In the US where companies face similar cases, President Barack Obama has taken a series of actions to crack down on such immoral behaviors in respond to requests of the major victims of this behavior, such as Apple and Microsoft.
Generally speaking, electronics and mechanical sectors are where most of patent disputes happen, Chen says, explaining that launching new products in these areas often involves thousands of patents, and thus are more likely to be implicated in IPR lawsuits.
In comparison, innovations in medical and chemical industries are less likely to involve such cases, as they usually involve a single patent.
Many legal experts viewed the actions taken by players, who look to maximize their benefits by taking advantage of the rules, as normal utilization of patent as a tool used to protect benefits, only that it packs more punch when backed by national policies.
However, it could lead to more moral hazard especially in China where rules are slightly different, because the examination process for patent applications is a rather relaxed process.
Li Chang’an, an economics professor with the University of International Business and Economics in Beijing, says despite the huge volume of IPR cases in China, fewer than 0.3 percent of the patents have been actually transferred from the applicants to another person. This is much lower than the average rate of 5 percent in developed countries.
“China might be a giant in patent applications, but its innovation ability is not yet in line,” he says.
Another phenomenon is, though patent applications by Chinese companies in the US market have risen, very few of them have made compensation from IPR cases against local companies.
This is viewed by experts to evident that the quantity and quality (of patents awarded in China) does not match.
Dan Harris, founding member of Asia-focused commercial law firm, Harris Bricken, based in Seattle, says Chinese courts are starting to get tougher on IPR violations and while that is a good thing, particularly with respect to trademarks, the courts also need to be tougher in enforcing them.
“China’s laws are fine. It’s not just a question of the laws. It’s really a question of implementation. A lot of times it’s a question of implementation not just by the Chinese government but by companies that are doing business in China.
“A lot of times foreign companies complain about IPR in China, when in reality it was the foreign company that made the mistake when it went to China of not sufficiently protecting its rights.”
Harris says China is a lot better now compared to a decade ago, because the country is getting wealthier, and because Chinese companies are starting to become more conscious about IPR.
“I am of the view that countries start doing well with IPR when its own powerful companies really start caring about it.
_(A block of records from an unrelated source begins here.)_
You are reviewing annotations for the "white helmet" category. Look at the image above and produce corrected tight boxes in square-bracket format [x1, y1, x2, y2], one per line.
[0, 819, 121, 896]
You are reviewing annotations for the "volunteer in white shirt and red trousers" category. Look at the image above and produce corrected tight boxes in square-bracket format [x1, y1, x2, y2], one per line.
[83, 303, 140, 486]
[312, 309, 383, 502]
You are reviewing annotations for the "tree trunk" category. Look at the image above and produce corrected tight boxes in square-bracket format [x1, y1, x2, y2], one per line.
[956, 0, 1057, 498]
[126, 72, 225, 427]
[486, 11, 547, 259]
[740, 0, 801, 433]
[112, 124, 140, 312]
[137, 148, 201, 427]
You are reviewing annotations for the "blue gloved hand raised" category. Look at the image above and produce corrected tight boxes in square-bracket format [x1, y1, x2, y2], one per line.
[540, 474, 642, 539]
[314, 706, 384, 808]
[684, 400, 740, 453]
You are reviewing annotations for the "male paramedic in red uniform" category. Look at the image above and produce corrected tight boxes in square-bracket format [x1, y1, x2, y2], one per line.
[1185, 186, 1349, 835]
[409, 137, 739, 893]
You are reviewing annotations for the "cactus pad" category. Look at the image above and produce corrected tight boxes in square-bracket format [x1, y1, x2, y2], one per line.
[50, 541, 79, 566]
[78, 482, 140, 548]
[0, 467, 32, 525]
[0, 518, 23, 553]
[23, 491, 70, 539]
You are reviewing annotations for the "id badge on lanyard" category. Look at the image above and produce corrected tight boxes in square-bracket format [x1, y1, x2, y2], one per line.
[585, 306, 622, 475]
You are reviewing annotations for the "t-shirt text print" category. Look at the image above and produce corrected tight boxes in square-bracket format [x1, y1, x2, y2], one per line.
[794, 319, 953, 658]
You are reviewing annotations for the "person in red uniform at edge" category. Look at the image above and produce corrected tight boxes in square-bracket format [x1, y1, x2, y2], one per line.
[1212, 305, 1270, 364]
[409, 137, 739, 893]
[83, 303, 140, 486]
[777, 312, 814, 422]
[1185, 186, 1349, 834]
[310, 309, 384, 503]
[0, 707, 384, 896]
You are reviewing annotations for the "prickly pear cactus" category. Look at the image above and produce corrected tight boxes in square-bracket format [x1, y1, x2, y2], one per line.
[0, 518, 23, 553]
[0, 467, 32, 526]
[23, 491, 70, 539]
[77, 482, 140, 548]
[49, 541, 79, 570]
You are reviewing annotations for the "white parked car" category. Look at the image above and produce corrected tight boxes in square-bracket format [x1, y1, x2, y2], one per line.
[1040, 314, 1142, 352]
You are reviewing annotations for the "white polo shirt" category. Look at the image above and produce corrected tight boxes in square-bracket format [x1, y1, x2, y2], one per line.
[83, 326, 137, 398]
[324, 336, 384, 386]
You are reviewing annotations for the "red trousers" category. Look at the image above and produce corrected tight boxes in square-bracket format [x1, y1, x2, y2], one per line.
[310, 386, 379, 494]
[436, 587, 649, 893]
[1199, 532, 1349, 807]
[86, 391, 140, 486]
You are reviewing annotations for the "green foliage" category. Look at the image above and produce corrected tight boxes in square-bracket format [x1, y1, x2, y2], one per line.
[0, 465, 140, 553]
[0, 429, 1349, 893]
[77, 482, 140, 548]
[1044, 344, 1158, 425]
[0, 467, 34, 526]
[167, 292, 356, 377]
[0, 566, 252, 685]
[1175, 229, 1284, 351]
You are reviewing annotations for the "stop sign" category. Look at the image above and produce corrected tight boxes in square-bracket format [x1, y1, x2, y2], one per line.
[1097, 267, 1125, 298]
And I’ve seen this progression elsewhere such as in Japan and South Korea.
“The reality is nobody is going to be able to force China to improve its IP from the outside, but big companies within China like Haier, Huawei, and Lenovo can do so,” he says.
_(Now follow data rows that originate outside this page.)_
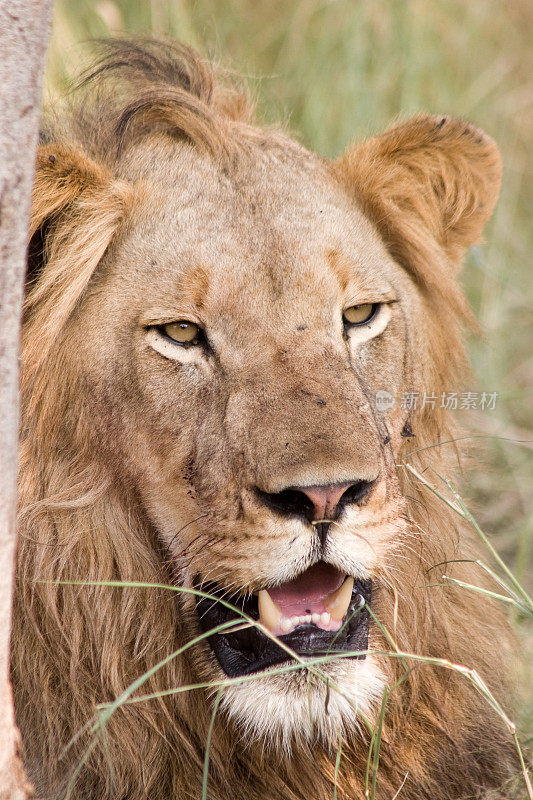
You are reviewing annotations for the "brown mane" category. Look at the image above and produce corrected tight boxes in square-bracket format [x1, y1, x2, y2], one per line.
[13, 41, 514, 800]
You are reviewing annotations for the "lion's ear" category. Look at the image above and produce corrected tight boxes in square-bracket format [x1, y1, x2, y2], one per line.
[27, 144, 131, 281]
[25, 144, 133, 372]
[334, 114, 501, 282]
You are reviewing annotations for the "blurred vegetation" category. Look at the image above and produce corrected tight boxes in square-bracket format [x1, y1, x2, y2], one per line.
[48, 0, 533, 764]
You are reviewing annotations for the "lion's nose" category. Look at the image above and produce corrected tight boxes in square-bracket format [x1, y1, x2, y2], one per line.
[256, 480, 375, 522]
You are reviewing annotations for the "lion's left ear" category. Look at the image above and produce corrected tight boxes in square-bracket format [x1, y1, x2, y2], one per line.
[333, 114, 501, 282]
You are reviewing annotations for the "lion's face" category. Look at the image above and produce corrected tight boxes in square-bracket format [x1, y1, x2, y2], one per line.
[19, 41, 510, 800]
[70, 141, 428, 740]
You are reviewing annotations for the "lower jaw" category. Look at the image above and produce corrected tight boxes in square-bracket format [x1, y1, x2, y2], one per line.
[193, 580, 372, 678]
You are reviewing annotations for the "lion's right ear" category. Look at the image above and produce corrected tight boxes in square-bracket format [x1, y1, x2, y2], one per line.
[25, 144, 133, 374]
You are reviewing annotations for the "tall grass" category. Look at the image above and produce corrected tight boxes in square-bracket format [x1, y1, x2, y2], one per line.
[48, 0, 533, 792]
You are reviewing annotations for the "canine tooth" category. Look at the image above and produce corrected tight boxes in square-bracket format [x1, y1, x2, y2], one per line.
[280, 617, 293, 633]
[258, 589, 282, 633]
[324, 578, 353, 622]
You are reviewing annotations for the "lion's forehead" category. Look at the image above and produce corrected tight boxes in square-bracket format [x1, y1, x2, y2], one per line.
[116, 144, 404, 316]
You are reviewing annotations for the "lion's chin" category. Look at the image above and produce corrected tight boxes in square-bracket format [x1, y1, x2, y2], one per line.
[218, 655, 385, 752]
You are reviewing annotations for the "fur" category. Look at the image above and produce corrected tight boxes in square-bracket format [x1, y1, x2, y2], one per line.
[13, 41, 516, 800]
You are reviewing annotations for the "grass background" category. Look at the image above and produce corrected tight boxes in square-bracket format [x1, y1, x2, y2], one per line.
[47, 0, 533, 780]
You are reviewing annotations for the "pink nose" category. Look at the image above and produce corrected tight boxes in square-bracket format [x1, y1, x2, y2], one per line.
[299, 483, 354, 520]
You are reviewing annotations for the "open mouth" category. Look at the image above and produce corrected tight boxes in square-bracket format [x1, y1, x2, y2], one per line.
[197, 562, 372, 678]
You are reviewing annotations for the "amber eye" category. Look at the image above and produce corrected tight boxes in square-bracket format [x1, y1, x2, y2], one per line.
[342, 303, 381, 325]
[160, 319, 202, 344]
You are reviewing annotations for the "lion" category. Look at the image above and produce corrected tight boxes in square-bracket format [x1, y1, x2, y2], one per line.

In fact, Chinese companies, though largely defendants, have a good record of winning IPR cases overseas. Huawei, which has been involved in many disputes with strong rivals such as Motorola and ZTE, provides a good example.
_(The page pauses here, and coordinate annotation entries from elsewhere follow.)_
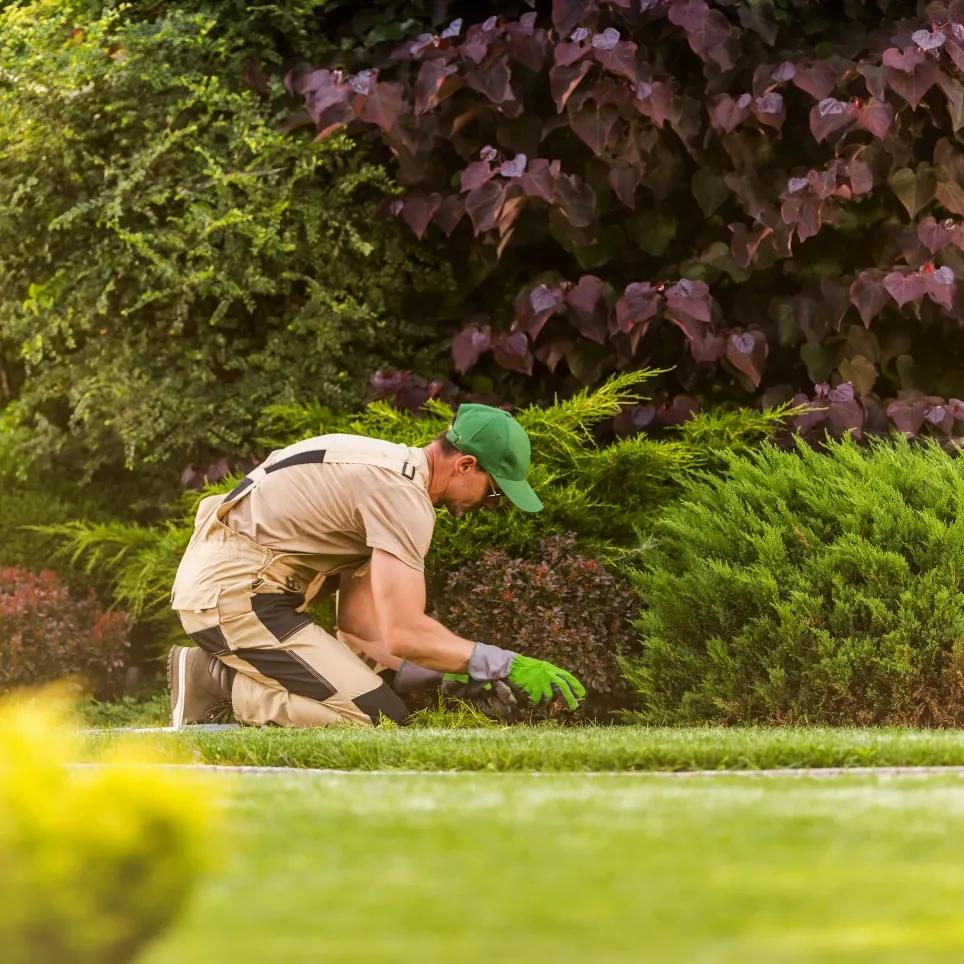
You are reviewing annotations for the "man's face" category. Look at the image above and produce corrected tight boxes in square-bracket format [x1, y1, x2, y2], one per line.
[441, 455, 501, 518]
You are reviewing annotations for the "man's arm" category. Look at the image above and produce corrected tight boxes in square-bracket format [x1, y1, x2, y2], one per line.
[371, 549, 475, 673]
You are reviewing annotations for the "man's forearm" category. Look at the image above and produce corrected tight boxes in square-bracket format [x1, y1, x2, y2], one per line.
[391, 615, 475, 673]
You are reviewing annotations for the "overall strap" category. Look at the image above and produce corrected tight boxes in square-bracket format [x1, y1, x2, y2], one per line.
[217, 446, 415, 519]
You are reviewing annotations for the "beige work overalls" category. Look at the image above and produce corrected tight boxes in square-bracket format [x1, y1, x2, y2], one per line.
[171, 450, 413, 726]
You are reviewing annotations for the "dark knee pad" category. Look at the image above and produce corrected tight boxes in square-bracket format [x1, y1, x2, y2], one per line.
[352, 682, 408, 723]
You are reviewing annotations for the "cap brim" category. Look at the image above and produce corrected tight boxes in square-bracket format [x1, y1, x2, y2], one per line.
[498, 473, 542, 512]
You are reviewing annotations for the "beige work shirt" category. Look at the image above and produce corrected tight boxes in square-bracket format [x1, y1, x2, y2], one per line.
[224, 435, 435, 572]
“Interestingly enough, in my experience, Chinese companies that come to the United States take IPR protection more seriously than American companies that go to China,” Harris says.
“I think a lot of the reason for that is because in the United States certain IPR protections are automatic without even needing to file for them. So when Chinese companies come over here in most cases they are prepared to file, whereas when the Americans go over to China, oftentimes they neglect to do the necessary filings.”